User:TJones (WMF)/Notes/Project Wishlist

See TJones_(WMF)/Notes for other projects.

If I had infinite time, these are some of the other projects I'd like to work on. I do work on some of them as my 10%-time projects, and hope to get to these and others in the future. If you'd like to help in any way—comments, questions, and suggestions are welcome!—please contact me or leave a note on the talk page.

Future Hackathon Potential Project List[edit]

This is a list of mostly language-focused, not-necessarily-great ideas, in order of my current desire to work on them at the 2020 Hackathon.

Work with Albanian speakers to implement a basic Albanian language analyzer, with appropriate folding for non-Albanian diacritics, stop word list, test an Albanian stemmer or two ( 1a & 1b, 2) and begin porting it to Java if warranted.
plugin to do transliteration for languages where it is relatively easy (Serbian was on the list, but it’s already done!—and for very simple mappings this is just a character map). LanguageConverter docs have a list of what's implemented, but there are others.
- “Bollywood detector”—identify and map Bollywood movie names into multiple scripts (these show up in zero-results searches)
work out the use cases and infrastructure for supporting a community-built thesaurus
- "synonym tester": a user script to test the effects of making two words synonyms
expand the plugin to do automatic homoglyph corrections (T222669) to include Greek/Latin and Cyrillic/Greek (and handle those rare tri-script tokens)
look into ways of automatically generating a stemmer from Wiktionary conjugation/declension data (maybe start with Estonian?)
find a way to automatically determine low-information title/redirect prefixes like “List of …” and investigate indexing the Completion Suggester without them
extract “related results” from an article’s infoboxes, opening text, or elsewhere and display them on the search results page with the article
project WordNet or other thesaurus/ontology onto short strings (e.g., Commons descriptions, Wikipedia titles, etc.) to determine useful thesaurus terms and prune the rest
implement a phonetic search keyword for matching query to titles
develop a different statistical approach to detect wrong keyboard typing and build a search-only filter to generate alternative tokens—for Russian/English (T138958), Hebrew/English T155104, OR one hand on wrong home row key

Potential Non-Hackathon 10% Projects[edit]

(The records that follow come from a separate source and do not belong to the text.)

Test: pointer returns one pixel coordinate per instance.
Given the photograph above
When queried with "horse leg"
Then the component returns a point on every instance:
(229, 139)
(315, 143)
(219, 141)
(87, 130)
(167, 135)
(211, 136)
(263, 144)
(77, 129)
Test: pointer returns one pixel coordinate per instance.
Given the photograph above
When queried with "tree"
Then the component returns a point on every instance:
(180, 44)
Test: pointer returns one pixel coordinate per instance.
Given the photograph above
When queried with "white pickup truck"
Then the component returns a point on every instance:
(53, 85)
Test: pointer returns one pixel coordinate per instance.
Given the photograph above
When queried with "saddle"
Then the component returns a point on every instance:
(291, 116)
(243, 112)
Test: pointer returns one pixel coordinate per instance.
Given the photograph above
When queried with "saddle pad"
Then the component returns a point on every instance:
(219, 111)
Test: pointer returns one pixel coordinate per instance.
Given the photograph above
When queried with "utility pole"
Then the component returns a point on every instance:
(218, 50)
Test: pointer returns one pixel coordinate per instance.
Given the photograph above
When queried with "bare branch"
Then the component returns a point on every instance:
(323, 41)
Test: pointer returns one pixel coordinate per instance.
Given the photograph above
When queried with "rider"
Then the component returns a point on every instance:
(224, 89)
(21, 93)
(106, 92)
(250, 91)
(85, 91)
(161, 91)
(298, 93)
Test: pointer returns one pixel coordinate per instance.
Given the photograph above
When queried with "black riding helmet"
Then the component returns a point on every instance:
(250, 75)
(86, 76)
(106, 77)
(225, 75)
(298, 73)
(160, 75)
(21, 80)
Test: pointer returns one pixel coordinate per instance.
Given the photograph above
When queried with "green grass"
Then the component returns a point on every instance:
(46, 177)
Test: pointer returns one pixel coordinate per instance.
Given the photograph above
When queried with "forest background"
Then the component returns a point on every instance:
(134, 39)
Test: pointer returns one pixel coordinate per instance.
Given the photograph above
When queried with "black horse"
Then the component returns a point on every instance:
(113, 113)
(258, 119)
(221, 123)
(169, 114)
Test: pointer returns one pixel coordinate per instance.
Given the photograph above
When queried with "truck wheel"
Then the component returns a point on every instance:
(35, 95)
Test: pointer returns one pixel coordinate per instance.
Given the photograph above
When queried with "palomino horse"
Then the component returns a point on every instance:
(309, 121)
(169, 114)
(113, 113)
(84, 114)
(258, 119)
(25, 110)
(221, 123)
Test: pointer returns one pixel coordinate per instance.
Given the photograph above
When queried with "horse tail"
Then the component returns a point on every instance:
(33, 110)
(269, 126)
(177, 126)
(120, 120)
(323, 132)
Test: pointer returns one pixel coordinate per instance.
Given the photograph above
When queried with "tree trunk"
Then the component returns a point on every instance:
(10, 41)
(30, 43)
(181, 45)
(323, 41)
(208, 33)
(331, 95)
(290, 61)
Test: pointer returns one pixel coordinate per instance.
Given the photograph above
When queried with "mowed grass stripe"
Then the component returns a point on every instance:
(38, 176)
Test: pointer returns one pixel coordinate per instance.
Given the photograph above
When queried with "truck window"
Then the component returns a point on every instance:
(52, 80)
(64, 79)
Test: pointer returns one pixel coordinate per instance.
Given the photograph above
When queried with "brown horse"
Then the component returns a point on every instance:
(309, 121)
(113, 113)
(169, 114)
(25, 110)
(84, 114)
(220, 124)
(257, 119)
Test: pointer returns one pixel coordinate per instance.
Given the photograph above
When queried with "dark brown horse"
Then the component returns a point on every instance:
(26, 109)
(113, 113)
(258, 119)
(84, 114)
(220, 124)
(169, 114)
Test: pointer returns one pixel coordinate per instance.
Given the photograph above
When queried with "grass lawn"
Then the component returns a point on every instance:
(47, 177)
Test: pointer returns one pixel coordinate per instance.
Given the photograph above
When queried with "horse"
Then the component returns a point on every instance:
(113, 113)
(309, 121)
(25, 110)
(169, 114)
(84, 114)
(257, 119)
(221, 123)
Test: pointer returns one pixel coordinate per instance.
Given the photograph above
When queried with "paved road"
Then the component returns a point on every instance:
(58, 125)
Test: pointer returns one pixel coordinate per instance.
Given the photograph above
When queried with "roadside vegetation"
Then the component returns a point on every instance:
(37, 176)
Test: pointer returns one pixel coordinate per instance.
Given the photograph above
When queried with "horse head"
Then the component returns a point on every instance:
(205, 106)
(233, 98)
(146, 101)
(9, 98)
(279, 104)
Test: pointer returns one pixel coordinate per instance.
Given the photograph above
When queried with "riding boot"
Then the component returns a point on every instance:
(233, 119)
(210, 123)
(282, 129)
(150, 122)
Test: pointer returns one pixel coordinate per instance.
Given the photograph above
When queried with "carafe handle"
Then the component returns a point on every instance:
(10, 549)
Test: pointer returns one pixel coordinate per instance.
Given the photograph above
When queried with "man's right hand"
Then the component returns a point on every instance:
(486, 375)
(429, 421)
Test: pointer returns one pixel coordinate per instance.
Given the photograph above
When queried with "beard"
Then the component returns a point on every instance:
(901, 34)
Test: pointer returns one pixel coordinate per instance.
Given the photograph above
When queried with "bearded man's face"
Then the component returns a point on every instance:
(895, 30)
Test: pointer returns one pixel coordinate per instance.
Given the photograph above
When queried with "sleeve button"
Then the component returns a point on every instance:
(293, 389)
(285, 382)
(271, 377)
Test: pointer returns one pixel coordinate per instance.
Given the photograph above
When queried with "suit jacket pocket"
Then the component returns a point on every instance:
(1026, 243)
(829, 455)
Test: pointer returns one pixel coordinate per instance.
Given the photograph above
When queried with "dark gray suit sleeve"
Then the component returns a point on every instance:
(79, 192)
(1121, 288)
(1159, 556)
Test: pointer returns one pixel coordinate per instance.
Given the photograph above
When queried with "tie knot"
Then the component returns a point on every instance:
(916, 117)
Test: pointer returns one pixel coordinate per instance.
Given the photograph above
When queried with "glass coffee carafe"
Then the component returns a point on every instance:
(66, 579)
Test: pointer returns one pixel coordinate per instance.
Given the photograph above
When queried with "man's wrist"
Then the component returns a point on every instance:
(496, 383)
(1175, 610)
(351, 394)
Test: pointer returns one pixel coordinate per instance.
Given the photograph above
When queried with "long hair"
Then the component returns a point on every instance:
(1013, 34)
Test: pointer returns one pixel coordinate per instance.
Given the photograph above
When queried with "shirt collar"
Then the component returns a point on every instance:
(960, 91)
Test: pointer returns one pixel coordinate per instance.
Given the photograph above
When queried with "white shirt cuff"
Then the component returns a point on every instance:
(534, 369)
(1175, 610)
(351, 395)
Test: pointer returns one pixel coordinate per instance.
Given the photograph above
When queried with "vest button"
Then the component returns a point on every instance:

If anyone at a hackathon wanted to work on these, I'd be more than happy to, but these are more search internals tech debt type projects.

recheck differences in unpacked vs monolithic analyzers (eliminating our automatic upgrades, which 98% likely to have caused the diffs)
compare the analyzers for the top 5-10 wiki languages by volume, and look for ways to increase consistency among them

Completed Projects!![edit]

Mirandese (mwl) analysis plugin built from Portuguese and French parts, plus a stop list provided by an mwl editor (T194941) Done!
plugin to merge high surrogates and low surrogates that get split up by the Chinese analyzer (T168427) Done!
plugin to do automatic homoglyph corrections (T222669) Done!